Wednesday, January 25, 2012

'India will pay a heavy price': Diesel cars guzzling 40% of segment's fuel, says study


NEW DELHI: Trashing industry contention that diesel use by cars is very low, the Centre for Science and Environment (CSE) Wednesday said 40 percent of the total fuel used in the car segment in the country is diesel.
An analysis of the car industry by the CSE found that in 2011-12, diesel cars will account for over 40 percent of the total car sales in the country.
Also, for the first-time ever, bigger diesel cars - the SUVs - are selling more and there is no slowdown in dieselisation.
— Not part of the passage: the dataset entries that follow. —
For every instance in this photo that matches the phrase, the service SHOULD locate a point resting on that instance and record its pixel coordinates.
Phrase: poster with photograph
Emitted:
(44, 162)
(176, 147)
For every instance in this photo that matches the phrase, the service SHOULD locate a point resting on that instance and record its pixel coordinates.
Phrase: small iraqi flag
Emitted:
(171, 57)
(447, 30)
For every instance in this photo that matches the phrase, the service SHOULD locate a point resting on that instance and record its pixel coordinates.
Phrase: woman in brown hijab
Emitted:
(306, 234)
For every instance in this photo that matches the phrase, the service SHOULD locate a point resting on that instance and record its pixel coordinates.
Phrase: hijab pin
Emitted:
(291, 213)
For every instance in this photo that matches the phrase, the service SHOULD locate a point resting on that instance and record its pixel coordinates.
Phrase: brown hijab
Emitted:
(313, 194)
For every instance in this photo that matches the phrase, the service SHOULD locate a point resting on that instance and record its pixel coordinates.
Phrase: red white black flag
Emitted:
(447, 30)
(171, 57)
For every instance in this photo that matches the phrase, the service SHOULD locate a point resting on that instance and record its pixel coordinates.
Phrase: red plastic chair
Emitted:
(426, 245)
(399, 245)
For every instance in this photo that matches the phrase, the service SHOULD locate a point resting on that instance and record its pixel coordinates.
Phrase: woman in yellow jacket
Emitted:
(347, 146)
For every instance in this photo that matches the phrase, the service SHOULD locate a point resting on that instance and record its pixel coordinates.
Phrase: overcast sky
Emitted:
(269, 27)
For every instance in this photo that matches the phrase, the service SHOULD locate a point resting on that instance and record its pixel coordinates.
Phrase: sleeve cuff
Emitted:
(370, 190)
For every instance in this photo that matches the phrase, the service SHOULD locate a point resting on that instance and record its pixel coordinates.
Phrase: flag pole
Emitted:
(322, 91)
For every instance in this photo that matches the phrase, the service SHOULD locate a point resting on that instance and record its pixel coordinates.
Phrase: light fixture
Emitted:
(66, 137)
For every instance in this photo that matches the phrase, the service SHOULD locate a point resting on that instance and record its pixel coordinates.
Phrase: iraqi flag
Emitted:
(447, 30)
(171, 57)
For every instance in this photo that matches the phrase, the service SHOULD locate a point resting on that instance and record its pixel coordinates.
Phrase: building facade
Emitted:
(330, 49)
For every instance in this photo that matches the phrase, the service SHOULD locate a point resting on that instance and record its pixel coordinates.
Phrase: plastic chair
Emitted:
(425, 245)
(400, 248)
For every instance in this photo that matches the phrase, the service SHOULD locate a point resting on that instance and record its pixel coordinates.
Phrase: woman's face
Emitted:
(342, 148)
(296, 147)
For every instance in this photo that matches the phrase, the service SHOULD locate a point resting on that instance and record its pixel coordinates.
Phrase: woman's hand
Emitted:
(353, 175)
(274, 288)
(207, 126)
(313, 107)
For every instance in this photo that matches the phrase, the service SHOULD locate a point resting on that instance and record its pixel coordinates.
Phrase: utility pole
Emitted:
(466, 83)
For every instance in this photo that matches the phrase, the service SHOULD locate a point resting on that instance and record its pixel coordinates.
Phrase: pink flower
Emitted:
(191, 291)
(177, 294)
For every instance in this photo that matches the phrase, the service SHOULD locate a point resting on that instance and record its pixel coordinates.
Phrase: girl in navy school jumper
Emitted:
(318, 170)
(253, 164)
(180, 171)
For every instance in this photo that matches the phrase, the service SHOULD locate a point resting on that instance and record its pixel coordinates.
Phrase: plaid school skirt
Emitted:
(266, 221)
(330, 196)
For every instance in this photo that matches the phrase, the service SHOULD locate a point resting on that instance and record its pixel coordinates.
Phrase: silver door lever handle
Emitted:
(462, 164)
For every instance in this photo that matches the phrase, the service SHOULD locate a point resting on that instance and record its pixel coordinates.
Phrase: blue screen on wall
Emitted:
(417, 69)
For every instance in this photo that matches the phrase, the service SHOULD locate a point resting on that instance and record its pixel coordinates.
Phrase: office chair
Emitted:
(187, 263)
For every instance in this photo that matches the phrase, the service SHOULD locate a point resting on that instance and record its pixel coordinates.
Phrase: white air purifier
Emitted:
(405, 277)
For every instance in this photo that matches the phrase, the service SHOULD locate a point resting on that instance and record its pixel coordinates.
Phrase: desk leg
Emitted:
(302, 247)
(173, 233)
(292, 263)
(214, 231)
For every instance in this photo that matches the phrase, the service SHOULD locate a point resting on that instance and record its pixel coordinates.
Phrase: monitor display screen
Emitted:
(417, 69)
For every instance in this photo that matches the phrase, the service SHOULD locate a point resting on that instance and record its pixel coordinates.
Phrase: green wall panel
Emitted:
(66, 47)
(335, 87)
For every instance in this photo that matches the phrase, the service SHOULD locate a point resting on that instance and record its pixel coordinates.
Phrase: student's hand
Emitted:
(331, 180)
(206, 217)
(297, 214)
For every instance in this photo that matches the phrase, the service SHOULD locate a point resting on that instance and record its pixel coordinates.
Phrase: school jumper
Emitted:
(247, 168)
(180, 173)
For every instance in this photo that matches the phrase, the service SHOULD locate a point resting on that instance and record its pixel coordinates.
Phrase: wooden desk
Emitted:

Increased use of diesel by cars means enhanced public health risks. It also means greater revenue losses due to the under-priced and under-taxed fuel -- with each litre of petrol replaced by diesel to run a car, the excise earnings of the government dropped seven times, the CSE said.
"Without fiscal brakes in the forthcoming budget, India will pay a heavy price," says Anumita Roychowdhury, CSE's executive director-research and advocacy and head of its air pollution and urban mobility team.
"The automobile industry is trying hard to prove that cars and SUVs are very small users of diesel, so that it can block the growing demand to put higher taxes on diesel cars to offset the revenue losses and cut public health risk," she said.
The analysis says cheap diesel is pushing market towards bigger cars that guzzle more diesel. "Petrol car sales are higher in small car segment - 87 percent of petrol cars are below 1200 cc -- while 40 percent of the diesel cars are above 1500 cc," it said.
There are 24 diesel car models in the engine size class range of less than 1,400 cc; 42 models in the range 1,401-2,000 cc; and 61 models in the class above 2,000 cc engines. This shows how more models are proliferating in the big car and SUV segments, the report said.
Use of diesel in cars has increased so much that the excise earnings from petrol and diesel have equalled despite high excise duty on petrol.
"If the new diesel car fleet to roll between 2009 and 2015 were to pay the same amount of excise as the petrol car fleet, the potential excise revenue from the lifetime fuel use can be as high as Rs.100,000 crore," Roychowdhury said.
"Present revenue loss due to diesel subsidy is Rs.86,000 crore," she added.
The Petroleum Planning and Analysis Cell of the union ministry of petroleum and natural gas said petrol consumption has slowed down while diesel use has registered 6.4 percent growth.
The CSE said it analysis showed the industry is playing with data to confuse and obfuscate.
"The new number game says diesel cars, SUVs and taxis use only 5 percent of total diesel used - cars use 0.6 percent while a committee chaired by Kirit Parikh found it to be 15 percent," she said.
The CSE has written to Finance Minister Pranab Mukherjee demanding additional tax on diesel cars to reduce public revenue losses and public health costs.